How free-roaming donkeys are framed positively and negatively in different global agendas


For thousands of years, the donkey (Equus asinus) has played an essential role in human society, underpinning the earliest forms of civilisation, facilitating critical trade networks, contributing to agricultural development, construction and mining. However, with the rise of motorised transport and agricultural machinery, the donkey was gradually turned loose in many places, and left free to roam. The emergence of free-roaming donkey populations has brought novel challenges for conservationists, land managers and animal welfarists alike. In many places they are categorised as ‘non-native’ and so framed as illegitimate and ‘out of place’.

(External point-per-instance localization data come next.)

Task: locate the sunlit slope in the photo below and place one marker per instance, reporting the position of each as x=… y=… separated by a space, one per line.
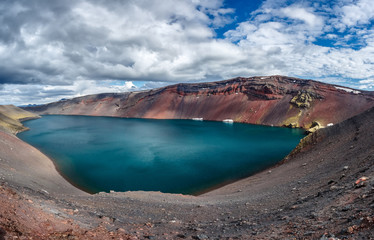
x=11 y=116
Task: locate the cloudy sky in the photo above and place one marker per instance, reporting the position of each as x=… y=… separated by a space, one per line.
x=61 y=49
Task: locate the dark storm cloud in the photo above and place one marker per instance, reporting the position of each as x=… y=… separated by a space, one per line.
x=17 y=77
x=81 y=46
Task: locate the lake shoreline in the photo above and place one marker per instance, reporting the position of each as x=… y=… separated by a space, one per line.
x=307 y=190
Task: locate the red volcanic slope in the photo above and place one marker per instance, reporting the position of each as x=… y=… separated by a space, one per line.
x=274 y=100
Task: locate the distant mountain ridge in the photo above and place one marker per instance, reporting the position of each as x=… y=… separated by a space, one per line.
x=272 y=100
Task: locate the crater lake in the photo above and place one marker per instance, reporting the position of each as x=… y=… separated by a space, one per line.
x=172 y=156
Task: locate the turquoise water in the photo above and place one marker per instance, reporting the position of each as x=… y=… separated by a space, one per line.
x=174 y=156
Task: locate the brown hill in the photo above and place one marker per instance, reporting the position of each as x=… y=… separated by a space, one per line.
x=274 y=100
x=323 y=189
x=11 y=117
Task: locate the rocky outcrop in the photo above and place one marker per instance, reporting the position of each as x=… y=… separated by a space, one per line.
x=11 y=117
x=274 y=100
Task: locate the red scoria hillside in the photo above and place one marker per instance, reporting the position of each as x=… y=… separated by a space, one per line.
x=274 y=100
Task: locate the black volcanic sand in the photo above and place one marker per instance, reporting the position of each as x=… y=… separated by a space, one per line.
x=312 y=194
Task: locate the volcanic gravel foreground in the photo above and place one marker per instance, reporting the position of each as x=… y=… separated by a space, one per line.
x=322 y=190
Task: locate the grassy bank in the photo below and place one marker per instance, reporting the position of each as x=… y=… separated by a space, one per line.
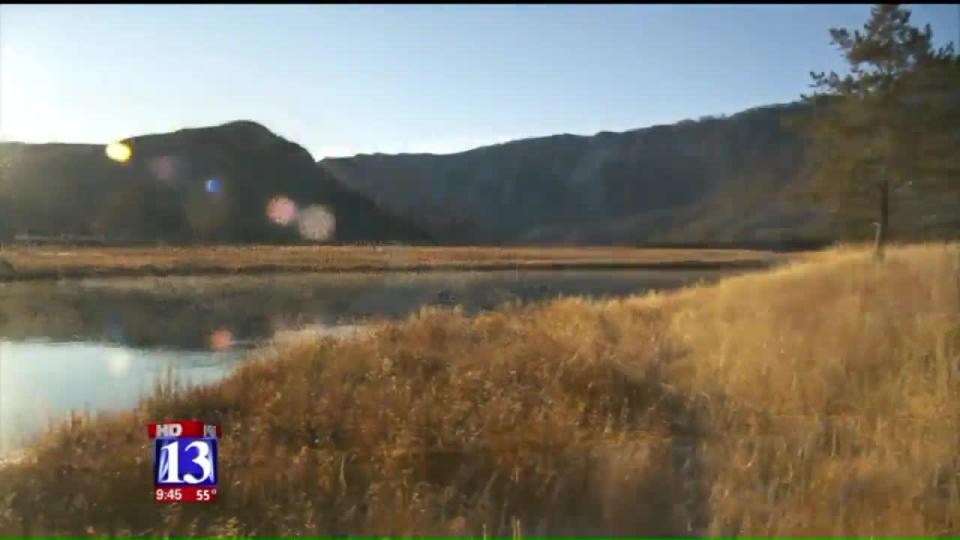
x=32 y=263
x=819 y=398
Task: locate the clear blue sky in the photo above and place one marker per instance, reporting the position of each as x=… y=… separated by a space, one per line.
x=342 y=80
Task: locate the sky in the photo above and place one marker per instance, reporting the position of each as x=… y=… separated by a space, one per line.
x=347 y=79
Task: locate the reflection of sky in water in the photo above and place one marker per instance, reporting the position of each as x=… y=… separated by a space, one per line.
x=42 y=382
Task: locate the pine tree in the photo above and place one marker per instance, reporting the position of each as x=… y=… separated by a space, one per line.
x=889 y=126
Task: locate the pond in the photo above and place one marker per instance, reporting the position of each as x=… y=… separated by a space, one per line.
x=102 y=344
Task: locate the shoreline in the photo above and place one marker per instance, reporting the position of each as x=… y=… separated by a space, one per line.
x=84 y=272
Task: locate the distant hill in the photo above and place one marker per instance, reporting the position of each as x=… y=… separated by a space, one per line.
x=209 y=184
x=716 y=180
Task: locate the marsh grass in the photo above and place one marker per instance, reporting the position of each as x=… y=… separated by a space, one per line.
x=819 y=398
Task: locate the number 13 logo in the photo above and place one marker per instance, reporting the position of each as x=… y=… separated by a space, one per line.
x=169 y=464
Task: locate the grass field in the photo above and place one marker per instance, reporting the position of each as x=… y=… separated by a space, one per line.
x=815 y=399
x=54 y=262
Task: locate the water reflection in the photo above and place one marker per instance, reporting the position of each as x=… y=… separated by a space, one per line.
x=41 y=382
x=199 y=312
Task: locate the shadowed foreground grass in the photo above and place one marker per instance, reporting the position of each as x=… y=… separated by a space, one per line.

This project consists of a critical review of academic literature, grey literature (institutional reports, working papers, government documents), media reports, and communications with field researchers and practitioners. Articles were identified using a snowball technique (Echeverri et al., 2018), using key search phrases (‘feral donkey’, ‘wild burro’, ‘feral equus asinus’, ‘free-roaming donkey’, ‘free-ranging donkey’, ‘wild donkey’). These articles were then checked for their relevance. Articles were treated as both information sources (to elicit empirical knowledge) and as cultural artefacts (Bowen, 2009; Clarke, 2005) for categorical and thematic analysis as well as critical discourse analysis. Using these articles as representations of societal and scholarly discourse, we systematically reviewed the use of donkey labels and elicited their meaning, in order to reveal inconsistencies and underlying agendas.


This project explores the social status of free-roaming donkeys, including how they are perceived, categorised and managed. It explores unique case studies of free-roaming donkeys around the world, including ‘wild burros in America’, ‘rewilded donkeys in Europe’, and ‘street donkeys in Brazil’. It considers how free-roaming donkeys are culturally and ecologically entangled within different landscapes, and then discusses how they might ‘belong’ to those landscapes. It finds that more attention needs to be given to the spaces and places that donkeys create and contribute to, as well as those they disrupt and challenge.